François-Xavier Bellamy (LR) s’est en revanche positionné sur le sujet. « Une minorité a décidé de pirater toute occasion légitime de joie collective pour démontrer sa capacité à s’imposer et à détruire », a estimé l’eurodéputée Les Républicains (LR). « Tant que l’autorité de l’État ne sera pas rétablie, les Français seront privés de ces grandes liesses populaires qui ont tant compté dans la vie du pays… » regrette l’élu, à la manœuvre au Parlement européen pour durcir la politique migratoire de l’Union, avec l’adoption du règlement retour.
« La France n’a pas à subir cette violence à chaque trophée. L’ordre, ça se décide », a également assené sur X le président LR et candidat à la présidentielle Bruno Retailleau.
Valérie Pécresse, présidente de la Région Île-de-France, a, elle aussi, vivement et sévèrement réagi. « Les racailles décérébrées qui se permettent de tout casser ternissent l’image de Paris et de la France ! Les sanctions doivent être exemplaires pour leur faire passer l’envie de recommencer. On doit pouvoir faire la fête les soirs de victoire sereinement à Paris et en Île-de-France ! », a-t-elle commenté sur X.

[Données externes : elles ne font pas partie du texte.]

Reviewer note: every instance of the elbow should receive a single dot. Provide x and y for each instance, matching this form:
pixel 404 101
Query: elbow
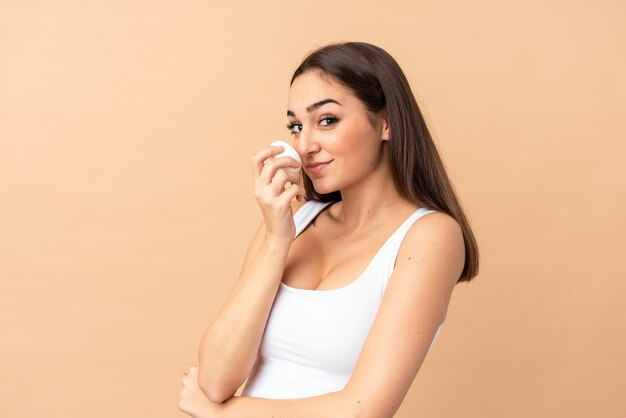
pixel 216 390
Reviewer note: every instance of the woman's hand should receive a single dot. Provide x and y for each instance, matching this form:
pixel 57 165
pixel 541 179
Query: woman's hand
pixel 270 177
pixel 193 401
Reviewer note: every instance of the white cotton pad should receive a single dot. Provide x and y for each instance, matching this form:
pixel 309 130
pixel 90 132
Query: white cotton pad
pixel 288 152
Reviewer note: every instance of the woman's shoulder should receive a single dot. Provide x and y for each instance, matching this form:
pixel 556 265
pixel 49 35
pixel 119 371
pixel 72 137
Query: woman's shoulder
pixel 436 236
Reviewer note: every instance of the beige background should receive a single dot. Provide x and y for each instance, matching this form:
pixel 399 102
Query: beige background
pixel 126 129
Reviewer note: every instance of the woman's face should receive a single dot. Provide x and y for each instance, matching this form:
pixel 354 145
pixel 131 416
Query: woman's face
pixel 333 133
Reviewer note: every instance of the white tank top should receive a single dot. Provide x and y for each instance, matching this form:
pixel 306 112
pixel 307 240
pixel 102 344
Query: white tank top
pixel 313 337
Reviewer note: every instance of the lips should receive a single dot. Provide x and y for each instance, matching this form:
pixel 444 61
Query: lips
pixel 317 167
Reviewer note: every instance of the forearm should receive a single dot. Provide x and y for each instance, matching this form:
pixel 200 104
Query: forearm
pixel 230 344
pixel 331 405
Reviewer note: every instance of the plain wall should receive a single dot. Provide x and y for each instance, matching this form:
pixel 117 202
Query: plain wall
pixel 126 205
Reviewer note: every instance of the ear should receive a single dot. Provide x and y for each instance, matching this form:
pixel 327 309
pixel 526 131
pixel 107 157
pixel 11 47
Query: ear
pixel 386 130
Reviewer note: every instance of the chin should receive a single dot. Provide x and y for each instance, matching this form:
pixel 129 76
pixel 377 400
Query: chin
pixel 324 188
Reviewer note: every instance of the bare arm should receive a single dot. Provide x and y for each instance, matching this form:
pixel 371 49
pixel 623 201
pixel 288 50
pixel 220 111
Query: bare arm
pixel 415 302
pixel 230 344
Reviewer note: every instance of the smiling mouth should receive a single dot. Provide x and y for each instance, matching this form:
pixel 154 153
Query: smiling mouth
pixel 317 167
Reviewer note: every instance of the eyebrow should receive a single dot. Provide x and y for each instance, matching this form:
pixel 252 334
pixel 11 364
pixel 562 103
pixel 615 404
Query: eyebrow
pixel 315 105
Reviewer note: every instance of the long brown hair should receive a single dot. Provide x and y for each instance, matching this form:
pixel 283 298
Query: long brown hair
pixel 416 167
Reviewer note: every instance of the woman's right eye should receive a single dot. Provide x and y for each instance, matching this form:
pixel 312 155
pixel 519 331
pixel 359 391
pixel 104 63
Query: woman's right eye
pixel 294 128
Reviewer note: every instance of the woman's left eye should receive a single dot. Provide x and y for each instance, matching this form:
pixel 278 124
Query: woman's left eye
pixel 328 120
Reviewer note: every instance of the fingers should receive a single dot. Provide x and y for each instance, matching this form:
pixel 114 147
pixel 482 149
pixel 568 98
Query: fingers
pixel 271 166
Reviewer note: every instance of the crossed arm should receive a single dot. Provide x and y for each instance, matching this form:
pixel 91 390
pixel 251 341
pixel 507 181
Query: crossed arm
pixel 414 304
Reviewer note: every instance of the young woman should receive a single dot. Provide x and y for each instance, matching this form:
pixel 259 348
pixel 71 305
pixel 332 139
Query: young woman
pixel 337 321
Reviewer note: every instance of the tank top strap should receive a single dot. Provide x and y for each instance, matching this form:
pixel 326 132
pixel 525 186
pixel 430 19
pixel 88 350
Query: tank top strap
pixel 306 213
pixel 395 241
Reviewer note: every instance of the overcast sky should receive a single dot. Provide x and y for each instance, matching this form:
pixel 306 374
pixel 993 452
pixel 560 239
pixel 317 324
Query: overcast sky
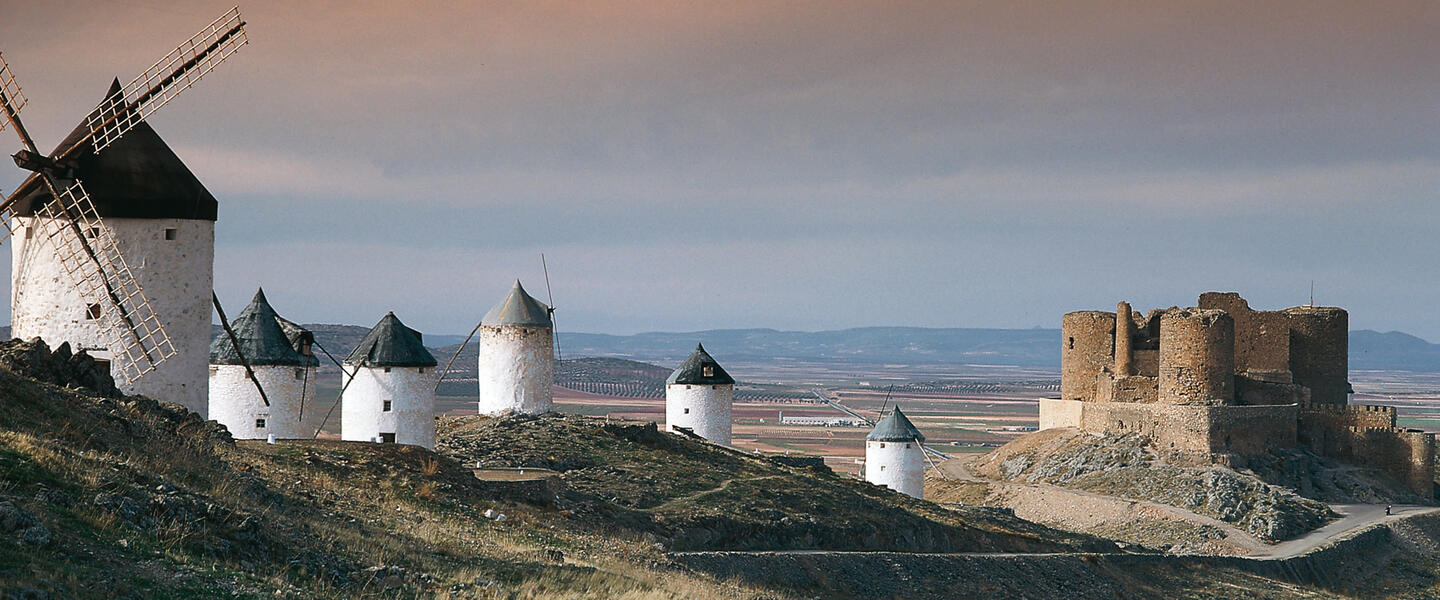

À gauche, Raphaël Glucksman (Place publique) a déclaré lors du Grand Jury RTL/M6/Public Sénat : « C’est proprement insupportable. La France vit sous tension, on le voit partout, on est une cocotte-minute prête à exploser ».
Le maire de Paris Emmanuel Grégoire a finalement réagi dimanche, vers 15 h 30. « La victoire du PSG en Ligue des Champions, c’est un moment historique pour Paris. La grande majorité des Parisiennes et des Parisiens l’a célébré dans la joie, l’unité, le respect. Mais je ne peux pas passer sous silence les violences et les dégradations commises cette nuit dans plusieurs secteurs de la capitale. C’est inacceptable. Rien, absolument rien, ne justifie de s’en prendre aux biens communs des Parisiennes et des Parisiens. Je condamne ces actes avec la plus grande fermeté », a-t-il déclaré sur X, évoquant « des actes isolés ».